Thursday, October 31, 2013

A Don Coburn Poem: In The Workshop After I Read My Poem Aloud

Today I'm sharing a Don Coburn poem. Even if you're not into poetry, this will give chuckles and insight to anyone who writes.


All at once everyone in the room says
nothing. They continue doing this and I begin to know
it is not because they are dumb. Finally

the guy from the Bay Area who wears his chapbook
on his sleeve says he likes the poem a lot
but can't really say why and silence

starts all over until someone says she only has
a couple of teeny suggestions such as taking out
the first three stanzas along with

all modifiers except "slippery" and "delicious"
in the remaining four lines. A guy who
hasn't said a word in three days says

he too likes the poem but wonders why
it was written and since I don't know either
and don't even know if I should

I'm grateful there's a rule
I can't say anything now. Somebody
I think it's the shrink from Seattle

says the emotion is not earned and I wonder
when is it ever. The woman on my left
who just had a prose poem in Green Thumbs & Geoducks

says the opening stanza is unbelievable
and vindication comes for a sweet moment
until I realize she means unbelievable.

But I have my defenders too and the MFA from Iowa
the one who thinks the you is an I
and the they we and the then a now

wants to praise the way the essential nihilism
of the poem's occasion serves to undermine
the formality of its diction. Just like your comment

I  say to myself. Another admires the zenlike polarity
of the final image despite the mildly bathetic
symbolism of sheep droppings and he loves how

the three clichés in the penultimate stanza
are rescued by the brazen self-exploiting risk.
The teacher asks what about the last line

and the guy with the chapbook volunteers it suits
the poem's unambitious purpose though he has to admit
it could have been worded somewhat differently.

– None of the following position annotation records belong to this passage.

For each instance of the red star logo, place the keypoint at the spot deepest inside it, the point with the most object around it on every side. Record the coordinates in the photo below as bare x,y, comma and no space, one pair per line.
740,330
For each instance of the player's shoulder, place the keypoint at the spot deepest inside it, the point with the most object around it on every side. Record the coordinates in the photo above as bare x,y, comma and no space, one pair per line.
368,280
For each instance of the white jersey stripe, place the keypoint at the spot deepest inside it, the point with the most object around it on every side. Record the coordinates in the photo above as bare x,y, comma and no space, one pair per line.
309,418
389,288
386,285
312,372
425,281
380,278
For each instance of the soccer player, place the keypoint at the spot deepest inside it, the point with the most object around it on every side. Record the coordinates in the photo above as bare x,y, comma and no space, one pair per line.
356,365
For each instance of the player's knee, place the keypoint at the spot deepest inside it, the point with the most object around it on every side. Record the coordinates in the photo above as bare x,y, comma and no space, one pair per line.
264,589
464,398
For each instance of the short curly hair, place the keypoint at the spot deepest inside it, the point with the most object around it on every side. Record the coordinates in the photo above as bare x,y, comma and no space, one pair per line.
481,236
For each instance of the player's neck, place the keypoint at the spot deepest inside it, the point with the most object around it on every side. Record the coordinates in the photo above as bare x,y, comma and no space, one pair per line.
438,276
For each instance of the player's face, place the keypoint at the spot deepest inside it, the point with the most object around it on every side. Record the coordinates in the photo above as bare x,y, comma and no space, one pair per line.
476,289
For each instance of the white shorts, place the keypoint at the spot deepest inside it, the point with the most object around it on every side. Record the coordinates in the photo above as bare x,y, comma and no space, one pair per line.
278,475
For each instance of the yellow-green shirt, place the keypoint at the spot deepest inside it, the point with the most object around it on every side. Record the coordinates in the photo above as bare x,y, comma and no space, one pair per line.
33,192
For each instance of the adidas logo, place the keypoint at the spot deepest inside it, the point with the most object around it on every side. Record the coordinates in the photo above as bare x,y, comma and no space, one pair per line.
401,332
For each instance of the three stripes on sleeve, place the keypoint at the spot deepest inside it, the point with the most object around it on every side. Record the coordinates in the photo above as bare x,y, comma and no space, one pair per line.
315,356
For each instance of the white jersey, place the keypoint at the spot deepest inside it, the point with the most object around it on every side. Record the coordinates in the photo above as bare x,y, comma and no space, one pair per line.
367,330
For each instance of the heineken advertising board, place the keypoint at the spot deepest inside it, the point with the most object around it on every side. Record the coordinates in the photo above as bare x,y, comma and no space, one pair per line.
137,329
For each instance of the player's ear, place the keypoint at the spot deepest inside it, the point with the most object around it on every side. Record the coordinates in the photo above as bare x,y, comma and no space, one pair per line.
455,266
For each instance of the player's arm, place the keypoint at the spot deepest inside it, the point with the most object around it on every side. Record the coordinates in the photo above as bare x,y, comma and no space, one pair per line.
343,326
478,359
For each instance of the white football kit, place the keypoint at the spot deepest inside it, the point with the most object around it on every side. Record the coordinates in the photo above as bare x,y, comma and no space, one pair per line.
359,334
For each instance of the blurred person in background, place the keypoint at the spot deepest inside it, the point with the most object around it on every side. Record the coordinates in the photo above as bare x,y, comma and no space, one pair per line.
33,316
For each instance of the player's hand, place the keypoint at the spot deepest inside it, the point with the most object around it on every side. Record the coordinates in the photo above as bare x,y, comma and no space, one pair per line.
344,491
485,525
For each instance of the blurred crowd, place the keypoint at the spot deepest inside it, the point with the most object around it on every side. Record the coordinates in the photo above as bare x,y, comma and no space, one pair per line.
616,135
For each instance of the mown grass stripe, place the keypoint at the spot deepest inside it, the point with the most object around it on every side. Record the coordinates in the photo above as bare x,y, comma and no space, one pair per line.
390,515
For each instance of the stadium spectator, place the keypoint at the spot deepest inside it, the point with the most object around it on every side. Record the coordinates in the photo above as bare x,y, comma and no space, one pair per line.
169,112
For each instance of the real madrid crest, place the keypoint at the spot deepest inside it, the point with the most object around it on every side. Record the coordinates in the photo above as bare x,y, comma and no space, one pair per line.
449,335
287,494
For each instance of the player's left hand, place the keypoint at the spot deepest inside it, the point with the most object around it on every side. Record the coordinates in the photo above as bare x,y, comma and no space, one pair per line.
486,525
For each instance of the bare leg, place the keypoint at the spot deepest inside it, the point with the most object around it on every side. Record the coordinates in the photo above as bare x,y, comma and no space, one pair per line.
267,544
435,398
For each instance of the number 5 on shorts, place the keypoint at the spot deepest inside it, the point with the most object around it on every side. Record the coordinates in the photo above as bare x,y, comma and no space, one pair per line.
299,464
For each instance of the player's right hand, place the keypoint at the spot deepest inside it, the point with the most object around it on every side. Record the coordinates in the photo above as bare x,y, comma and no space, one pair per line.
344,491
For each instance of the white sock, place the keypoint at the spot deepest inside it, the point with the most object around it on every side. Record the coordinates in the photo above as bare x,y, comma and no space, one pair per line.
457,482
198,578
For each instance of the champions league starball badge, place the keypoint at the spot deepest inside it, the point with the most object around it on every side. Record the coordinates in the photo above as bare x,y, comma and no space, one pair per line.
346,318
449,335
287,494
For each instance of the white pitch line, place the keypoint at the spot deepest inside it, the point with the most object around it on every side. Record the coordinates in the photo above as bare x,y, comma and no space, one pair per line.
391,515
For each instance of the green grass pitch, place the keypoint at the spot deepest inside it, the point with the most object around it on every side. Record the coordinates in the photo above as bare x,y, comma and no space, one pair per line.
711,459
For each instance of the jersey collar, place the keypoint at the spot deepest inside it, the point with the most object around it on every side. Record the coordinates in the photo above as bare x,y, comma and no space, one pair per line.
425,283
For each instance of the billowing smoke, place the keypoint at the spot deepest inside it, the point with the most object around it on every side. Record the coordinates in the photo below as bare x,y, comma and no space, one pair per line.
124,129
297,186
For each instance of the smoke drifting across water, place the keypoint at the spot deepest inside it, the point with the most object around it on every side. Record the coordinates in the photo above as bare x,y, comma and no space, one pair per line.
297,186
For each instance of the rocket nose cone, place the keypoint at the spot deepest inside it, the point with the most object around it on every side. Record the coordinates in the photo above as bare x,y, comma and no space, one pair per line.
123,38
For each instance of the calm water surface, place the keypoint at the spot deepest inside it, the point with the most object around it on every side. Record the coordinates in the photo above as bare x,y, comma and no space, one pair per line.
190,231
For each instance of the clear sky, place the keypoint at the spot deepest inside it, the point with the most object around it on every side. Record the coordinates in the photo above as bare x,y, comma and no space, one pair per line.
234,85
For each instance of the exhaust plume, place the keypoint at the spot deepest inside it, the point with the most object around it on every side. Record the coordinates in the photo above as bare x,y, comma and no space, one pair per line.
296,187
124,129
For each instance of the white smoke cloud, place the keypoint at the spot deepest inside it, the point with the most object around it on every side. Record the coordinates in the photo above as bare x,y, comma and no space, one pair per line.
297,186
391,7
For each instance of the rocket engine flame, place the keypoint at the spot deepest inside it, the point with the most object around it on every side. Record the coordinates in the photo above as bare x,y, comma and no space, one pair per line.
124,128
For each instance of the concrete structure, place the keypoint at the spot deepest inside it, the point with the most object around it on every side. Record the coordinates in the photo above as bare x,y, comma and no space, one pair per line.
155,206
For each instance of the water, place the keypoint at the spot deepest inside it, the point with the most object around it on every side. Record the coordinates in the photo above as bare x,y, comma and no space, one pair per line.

First published in The Iowa Review. Reprinted in Hard Choices: An Iowa Review Reader, edited by David Hamilton (University of Iowa Press: 1996); In the Palm of Your Hand: The Poet's Portable Workshop, by Steve Kowit (Tilbury House: 1995); The Portable Poetry Workshop, by Jack Myers (Wadsworth: 2005), and The Starving Artist’s Survival Guide, by Marianne Taylor and Laurie Lindop (Simon Spotlight Entertainment: 2005). Also in Another Way to Begin (Finishing Line Press: 2006) and As If Gravity Were a Theory (Cider Press Review: 2006).

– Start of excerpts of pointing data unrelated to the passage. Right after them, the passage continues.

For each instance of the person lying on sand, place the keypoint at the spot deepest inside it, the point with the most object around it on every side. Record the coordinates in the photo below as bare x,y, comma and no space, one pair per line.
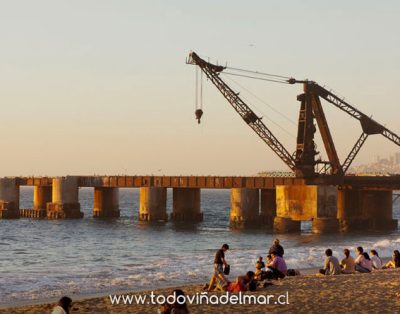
243,283
331,264
63,307
347,264
177,307
395,262
363,262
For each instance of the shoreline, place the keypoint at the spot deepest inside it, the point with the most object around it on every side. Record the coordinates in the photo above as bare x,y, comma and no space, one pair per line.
106,293
312,292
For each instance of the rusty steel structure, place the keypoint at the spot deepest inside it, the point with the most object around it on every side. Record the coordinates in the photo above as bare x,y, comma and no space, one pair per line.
220,182
303,162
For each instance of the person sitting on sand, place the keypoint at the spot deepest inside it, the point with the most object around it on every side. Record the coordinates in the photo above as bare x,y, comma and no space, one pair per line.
376,260
277,267
261,263
260,273
178,307
395,262
277,248
219,263
63,307
347,264
331,265
363,265
242,283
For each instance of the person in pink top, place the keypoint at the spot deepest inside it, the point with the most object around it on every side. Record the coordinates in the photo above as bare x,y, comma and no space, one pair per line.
277,267
362,261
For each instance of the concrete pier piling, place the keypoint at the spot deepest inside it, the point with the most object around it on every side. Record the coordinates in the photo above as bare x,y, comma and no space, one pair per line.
41,196
306,202
65,199
362,209
153,204
186,205
106,202
245,208
267,207
9,198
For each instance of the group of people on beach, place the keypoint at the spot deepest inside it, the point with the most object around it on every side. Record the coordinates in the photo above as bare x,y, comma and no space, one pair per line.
275,268
363,263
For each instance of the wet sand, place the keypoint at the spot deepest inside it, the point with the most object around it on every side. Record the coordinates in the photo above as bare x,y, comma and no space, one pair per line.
375,292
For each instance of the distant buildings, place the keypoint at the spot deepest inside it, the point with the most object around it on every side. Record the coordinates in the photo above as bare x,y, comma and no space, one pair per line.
390,165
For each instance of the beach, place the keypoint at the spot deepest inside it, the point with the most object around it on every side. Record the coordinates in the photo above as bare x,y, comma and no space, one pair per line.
374,292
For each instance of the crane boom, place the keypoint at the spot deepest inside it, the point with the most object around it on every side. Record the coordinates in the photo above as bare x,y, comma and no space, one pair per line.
369,125
212,72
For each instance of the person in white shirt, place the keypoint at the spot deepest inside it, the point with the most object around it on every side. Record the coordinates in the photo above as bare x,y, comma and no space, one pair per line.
347,264
331,264
63,307
376,260
363,265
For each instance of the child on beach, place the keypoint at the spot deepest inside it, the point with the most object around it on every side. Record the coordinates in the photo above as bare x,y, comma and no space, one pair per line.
277,248
277,267
177,307
219,263
376,260
347,264
261,263
242,283
63,307
260,274
331,264
363,264
395,262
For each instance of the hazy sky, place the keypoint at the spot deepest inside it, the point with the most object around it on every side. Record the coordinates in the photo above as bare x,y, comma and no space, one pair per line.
92,86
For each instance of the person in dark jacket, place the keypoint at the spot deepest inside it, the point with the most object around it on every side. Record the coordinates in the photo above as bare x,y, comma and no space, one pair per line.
277,248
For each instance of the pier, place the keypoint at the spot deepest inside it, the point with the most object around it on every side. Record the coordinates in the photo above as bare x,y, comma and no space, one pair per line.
342,204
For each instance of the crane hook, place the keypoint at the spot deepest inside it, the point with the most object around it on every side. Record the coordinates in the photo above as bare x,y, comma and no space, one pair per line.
198,114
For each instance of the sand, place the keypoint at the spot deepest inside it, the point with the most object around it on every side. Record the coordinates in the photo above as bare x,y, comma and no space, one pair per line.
376,292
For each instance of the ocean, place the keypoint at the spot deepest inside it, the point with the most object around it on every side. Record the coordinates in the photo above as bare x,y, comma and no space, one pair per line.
45,259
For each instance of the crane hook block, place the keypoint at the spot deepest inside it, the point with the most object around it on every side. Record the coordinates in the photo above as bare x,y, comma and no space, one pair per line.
198,114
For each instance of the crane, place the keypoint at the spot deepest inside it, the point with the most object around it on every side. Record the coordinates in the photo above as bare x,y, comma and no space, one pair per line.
303,162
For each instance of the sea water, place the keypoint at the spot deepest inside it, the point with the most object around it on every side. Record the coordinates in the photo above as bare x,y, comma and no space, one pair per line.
45,259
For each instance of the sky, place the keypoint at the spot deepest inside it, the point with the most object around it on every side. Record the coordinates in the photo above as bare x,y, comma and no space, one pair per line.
101,87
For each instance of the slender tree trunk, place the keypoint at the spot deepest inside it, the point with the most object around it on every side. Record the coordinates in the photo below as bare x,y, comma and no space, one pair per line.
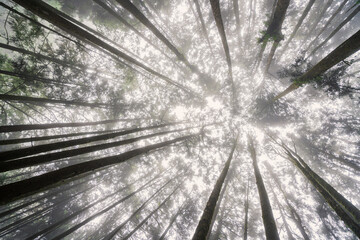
142,18
27,127
246,212
274,29
37,23
267,214
271,55
205,221
84,209
352,15
172,221
327,24
293,213
52,137
318,19
150,215
298,25
50,14
17,153
344,50
28,78
203,26
344,209
32,185
46,158
40,56
142,206
27,99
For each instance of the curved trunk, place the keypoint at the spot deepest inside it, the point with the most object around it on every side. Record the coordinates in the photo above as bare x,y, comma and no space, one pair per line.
17,153
267,214
344,50
327,24
337,29
204,224
298,25
32,185
27,99
53,16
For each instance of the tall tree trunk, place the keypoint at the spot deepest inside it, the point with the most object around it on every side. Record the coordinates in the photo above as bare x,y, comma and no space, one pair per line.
274,29
86,208
27,99
37,23
271,55
293,213
344,50
32,185
267,215
50,14
202,22
150,215
142,18
318,19
327,24
28,78
246,205
51,137
352,15
47,158
142,206
40,56
12,154
203,226
172,220
344,209
298,25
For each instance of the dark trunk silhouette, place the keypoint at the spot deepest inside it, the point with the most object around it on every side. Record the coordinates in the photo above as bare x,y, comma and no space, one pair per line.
267,214
344,50
203,226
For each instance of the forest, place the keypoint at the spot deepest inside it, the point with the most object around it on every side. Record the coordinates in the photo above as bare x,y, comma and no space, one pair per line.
180,119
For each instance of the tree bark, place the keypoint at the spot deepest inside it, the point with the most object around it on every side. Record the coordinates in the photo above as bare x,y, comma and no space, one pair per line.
27,99
337,29
50,14
267,214
205,221
344,50
32,185
27,127
17,153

Ah, the psychology of writing. Are you ever hesitant to share your work for fear of judgment?


  1. Wow! I would be after an experience like that one!! But yes, I am probably always a bit hesitant. But I do it anyway.

  2. What a great piece! You really capture that moment, the few beats of pause after one shares a piece of writing with a group. Then there's the question of feedback, what is a writer really to do with it.

  3. What a gift to be able and write poetry! I have never had such a talent. Thank you for sharing this!